I have found that the common denominator for all students is a sense to feel that educators are guiding them with compassion.  I will never forget the time I was conducting a graduate workshop for educators completing their Master’s degrees. The topic of discussion was the ability to use language in a way that is void of assumptions and stereotypes about groups of people. For example, studies have shown that there are educators who may speak to a student based on the perception of the learning level of the student. This may mean that the student is not reading at the grade level he is in and needs to stay after school help with a challenging subject.  In addition to this, the accompanying actions of the teacher may be in the form of the following behaviors:

  1. Not calling on the student to participate in discussions.
  2. Shaming the student publicly for not answering correctly.
  3. Using non-verbal gestures and cues to suggest the student is not worthwhile.

 After giving this preliminary discussion, I opened the floor for the teachers to speak. I sensed one woman in the room who wanted to share but she appeared very uncomfortable. She began to share, “Alright! I admit it. I do not feel comfortable with Damien in my classroom! He is big and he wears those big city clothes and I do not like it!”  I sensed that she was probably treating the student in a manner that denoted poor behavior as well. I asked her if she thought Damien could “Feel” her disgust of him. She agreed that her actions may provoke his behavior but mentioned that she always felt uncomfortable with him in the class. She highlighted that he was not a challenge in the classroom but that every now and then she would use a harsh tone with him.

The entire class began respond to her story and created dialogue about assumptions and the importance of learning about varied perspectives. The facilitation of learning does not have to change completely as there are very practical teaching modalities in place. One can consider altering some of these practices in efforts to create vivacious environments that foster critical thinking and problem-solving. If we are to be effective in the 21st century we have to be ready to teach students from a plethora of backgrounds and experiences.

We often will fear what we have not been exposed to. When something is unfamiliar to us we tend to shy away or avoid the situation altogether.

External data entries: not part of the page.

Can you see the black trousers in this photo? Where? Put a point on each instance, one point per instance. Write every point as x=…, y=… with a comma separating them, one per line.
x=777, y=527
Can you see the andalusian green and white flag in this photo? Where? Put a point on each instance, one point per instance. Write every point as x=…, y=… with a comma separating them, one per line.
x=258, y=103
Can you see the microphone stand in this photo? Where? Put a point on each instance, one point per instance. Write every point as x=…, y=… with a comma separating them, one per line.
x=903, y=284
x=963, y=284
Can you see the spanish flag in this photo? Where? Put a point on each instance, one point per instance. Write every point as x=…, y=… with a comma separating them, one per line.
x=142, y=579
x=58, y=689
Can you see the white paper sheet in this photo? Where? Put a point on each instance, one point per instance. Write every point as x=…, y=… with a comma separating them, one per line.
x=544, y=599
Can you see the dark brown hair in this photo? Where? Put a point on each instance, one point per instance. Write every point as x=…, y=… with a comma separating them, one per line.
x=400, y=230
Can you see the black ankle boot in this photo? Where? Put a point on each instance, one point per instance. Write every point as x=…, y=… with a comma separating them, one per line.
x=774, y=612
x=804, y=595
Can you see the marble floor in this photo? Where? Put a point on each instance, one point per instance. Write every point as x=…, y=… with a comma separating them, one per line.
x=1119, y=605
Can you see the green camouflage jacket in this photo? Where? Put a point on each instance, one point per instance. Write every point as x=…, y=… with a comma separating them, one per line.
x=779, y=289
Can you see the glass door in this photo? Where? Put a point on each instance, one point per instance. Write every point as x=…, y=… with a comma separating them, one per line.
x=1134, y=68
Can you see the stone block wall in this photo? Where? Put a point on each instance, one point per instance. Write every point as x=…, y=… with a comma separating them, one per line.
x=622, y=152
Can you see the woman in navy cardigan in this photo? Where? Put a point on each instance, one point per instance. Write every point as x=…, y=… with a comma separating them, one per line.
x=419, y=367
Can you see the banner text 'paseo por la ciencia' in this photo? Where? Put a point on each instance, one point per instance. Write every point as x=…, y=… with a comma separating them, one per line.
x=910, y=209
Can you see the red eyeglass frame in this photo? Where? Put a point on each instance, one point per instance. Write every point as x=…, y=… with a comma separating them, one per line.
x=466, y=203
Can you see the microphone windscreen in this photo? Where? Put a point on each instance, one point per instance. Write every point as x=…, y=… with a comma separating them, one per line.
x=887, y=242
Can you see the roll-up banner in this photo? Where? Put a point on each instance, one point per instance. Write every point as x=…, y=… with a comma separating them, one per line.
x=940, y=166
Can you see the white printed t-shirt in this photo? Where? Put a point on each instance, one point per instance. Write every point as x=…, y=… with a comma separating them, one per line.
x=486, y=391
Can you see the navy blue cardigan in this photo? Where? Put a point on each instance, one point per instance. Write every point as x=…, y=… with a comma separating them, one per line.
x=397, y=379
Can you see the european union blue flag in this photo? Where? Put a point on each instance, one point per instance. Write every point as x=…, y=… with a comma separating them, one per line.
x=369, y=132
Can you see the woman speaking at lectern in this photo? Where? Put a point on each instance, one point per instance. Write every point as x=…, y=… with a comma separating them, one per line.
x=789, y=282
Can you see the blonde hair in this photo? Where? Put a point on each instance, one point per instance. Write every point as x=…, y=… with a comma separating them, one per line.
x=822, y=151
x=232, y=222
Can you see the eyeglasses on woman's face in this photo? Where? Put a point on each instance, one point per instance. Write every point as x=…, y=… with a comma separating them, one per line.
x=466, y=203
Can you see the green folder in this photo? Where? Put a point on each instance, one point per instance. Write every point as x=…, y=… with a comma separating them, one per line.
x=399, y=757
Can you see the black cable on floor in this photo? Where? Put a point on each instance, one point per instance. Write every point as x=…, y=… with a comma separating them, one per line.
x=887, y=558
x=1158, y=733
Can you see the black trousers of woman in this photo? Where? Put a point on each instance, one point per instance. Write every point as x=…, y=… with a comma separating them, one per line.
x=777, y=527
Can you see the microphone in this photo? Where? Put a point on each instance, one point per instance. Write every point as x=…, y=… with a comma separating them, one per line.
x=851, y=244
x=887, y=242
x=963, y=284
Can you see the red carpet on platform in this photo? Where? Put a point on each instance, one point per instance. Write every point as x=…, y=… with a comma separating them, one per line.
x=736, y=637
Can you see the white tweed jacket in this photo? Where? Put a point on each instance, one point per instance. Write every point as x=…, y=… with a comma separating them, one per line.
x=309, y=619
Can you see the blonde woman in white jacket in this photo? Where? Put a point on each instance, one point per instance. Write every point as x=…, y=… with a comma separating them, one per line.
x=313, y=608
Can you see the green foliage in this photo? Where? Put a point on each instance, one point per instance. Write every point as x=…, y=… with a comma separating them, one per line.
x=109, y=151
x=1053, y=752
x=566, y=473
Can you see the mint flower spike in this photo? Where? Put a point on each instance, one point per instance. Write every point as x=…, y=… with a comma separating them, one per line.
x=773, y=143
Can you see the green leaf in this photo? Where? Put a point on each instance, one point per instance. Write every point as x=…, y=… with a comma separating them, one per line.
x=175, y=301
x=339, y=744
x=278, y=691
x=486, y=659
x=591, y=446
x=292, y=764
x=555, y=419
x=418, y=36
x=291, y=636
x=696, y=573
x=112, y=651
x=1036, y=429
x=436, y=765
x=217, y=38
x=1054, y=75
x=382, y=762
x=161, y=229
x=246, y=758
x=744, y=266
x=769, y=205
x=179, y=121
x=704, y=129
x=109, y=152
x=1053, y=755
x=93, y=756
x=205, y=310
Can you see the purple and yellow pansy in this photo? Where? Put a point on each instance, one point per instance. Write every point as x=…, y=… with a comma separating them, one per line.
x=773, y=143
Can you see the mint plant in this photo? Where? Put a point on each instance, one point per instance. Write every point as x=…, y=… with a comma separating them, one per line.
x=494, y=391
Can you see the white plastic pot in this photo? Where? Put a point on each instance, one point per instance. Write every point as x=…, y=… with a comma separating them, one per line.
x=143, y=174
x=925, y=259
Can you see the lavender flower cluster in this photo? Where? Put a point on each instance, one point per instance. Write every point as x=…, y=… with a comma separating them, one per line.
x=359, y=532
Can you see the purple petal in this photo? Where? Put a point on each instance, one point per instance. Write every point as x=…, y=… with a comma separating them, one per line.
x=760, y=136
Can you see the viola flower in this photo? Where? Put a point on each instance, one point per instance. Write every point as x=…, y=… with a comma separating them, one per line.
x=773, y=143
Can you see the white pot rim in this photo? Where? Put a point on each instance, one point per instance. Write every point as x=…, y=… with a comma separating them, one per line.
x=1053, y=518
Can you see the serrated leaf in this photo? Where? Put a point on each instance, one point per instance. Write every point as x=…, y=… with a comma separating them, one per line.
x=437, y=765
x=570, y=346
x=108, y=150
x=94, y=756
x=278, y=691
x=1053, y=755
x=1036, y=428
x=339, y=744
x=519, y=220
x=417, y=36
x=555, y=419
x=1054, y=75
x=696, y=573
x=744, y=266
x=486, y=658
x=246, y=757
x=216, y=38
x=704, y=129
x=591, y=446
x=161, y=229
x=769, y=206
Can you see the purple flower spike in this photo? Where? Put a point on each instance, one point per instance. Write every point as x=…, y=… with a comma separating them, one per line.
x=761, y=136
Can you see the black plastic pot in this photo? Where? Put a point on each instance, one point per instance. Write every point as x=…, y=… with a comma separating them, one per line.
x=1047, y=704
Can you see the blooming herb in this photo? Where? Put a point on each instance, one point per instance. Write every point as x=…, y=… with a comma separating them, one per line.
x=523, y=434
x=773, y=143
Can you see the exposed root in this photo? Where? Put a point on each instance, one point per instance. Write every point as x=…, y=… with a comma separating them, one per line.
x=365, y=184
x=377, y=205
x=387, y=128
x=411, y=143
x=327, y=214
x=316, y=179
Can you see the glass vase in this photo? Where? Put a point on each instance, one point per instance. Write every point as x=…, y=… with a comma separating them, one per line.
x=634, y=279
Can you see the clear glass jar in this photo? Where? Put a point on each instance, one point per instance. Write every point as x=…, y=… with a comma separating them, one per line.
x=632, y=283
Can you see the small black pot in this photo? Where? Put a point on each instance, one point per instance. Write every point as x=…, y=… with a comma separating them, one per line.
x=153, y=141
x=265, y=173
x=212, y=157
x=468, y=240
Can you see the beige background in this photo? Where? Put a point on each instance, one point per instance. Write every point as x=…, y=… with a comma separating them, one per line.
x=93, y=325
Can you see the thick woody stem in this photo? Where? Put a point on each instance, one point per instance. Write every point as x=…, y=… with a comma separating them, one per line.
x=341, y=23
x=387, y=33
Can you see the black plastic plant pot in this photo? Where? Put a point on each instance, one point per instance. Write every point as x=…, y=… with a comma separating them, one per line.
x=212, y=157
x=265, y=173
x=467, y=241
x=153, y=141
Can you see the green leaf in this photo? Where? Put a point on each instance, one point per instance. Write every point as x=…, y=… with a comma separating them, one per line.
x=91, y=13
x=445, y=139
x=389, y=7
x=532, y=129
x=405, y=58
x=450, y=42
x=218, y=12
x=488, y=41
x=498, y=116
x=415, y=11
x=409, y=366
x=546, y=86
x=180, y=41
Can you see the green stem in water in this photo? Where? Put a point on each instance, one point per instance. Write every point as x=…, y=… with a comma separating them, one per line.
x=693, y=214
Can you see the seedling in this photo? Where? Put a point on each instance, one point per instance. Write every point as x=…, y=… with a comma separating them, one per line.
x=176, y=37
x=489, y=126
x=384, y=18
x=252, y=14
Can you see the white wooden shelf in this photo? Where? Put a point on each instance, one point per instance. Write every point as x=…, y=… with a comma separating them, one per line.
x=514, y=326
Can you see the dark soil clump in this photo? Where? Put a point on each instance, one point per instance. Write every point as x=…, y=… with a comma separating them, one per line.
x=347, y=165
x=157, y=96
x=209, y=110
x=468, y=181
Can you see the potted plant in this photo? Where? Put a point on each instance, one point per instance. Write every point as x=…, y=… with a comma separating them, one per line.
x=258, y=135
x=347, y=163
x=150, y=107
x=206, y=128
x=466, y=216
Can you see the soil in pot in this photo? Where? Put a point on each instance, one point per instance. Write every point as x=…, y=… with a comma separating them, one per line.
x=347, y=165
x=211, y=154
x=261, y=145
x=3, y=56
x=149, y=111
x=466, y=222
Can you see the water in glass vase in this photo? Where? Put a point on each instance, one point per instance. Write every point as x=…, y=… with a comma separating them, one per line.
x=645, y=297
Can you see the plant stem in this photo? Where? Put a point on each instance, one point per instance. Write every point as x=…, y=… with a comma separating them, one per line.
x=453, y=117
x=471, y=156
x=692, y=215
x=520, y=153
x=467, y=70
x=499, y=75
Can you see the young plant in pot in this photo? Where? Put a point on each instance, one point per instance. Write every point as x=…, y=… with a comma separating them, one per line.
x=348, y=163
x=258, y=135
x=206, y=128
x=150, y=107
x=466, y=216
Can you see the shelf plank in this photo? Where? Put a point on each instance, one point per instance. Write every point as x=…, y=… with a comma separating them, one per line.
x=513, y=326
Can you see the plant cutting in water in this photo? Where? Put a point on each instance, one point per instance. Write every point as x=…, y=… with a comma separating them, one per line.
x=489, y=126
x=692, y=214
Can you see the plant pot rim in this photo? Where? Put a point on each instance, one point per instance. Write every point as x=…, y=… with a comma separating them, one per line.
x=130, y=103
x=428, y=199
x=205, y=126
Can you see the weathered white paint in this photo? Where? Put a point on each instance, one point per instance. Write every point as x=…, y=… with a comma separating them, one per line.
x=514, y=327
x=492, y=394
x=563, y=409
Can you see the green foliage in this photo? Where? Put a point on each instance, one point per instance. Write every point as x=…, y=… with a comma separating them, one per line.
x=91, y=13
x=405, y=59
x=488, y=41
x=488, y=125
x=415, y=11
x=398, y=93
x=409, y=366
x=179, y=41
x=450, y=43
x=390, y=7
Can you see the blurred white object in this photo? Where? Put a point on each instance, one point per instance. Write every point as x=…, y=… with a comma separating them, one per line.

Few individuals take time to actually get to know an individual for the sake of “Time.”  Educators already have so much on their plate with demands to help students pass exams and more.  We will need to look at our students and find a way to build authenticity so that when we SPEAK to our students we demonstrate the creeds written in the mission statements of our institutions.  Bullying, classroom disruptions, and poor behavior are often signs of the need to build community and positive expression in the classroom. It is an area that seems so simple and yet is often neglected.

Let’s work towards creating an atmosphere of learning that drives engagement and community into our classrooms. Truly we are rearing our future leaders of tomorrow.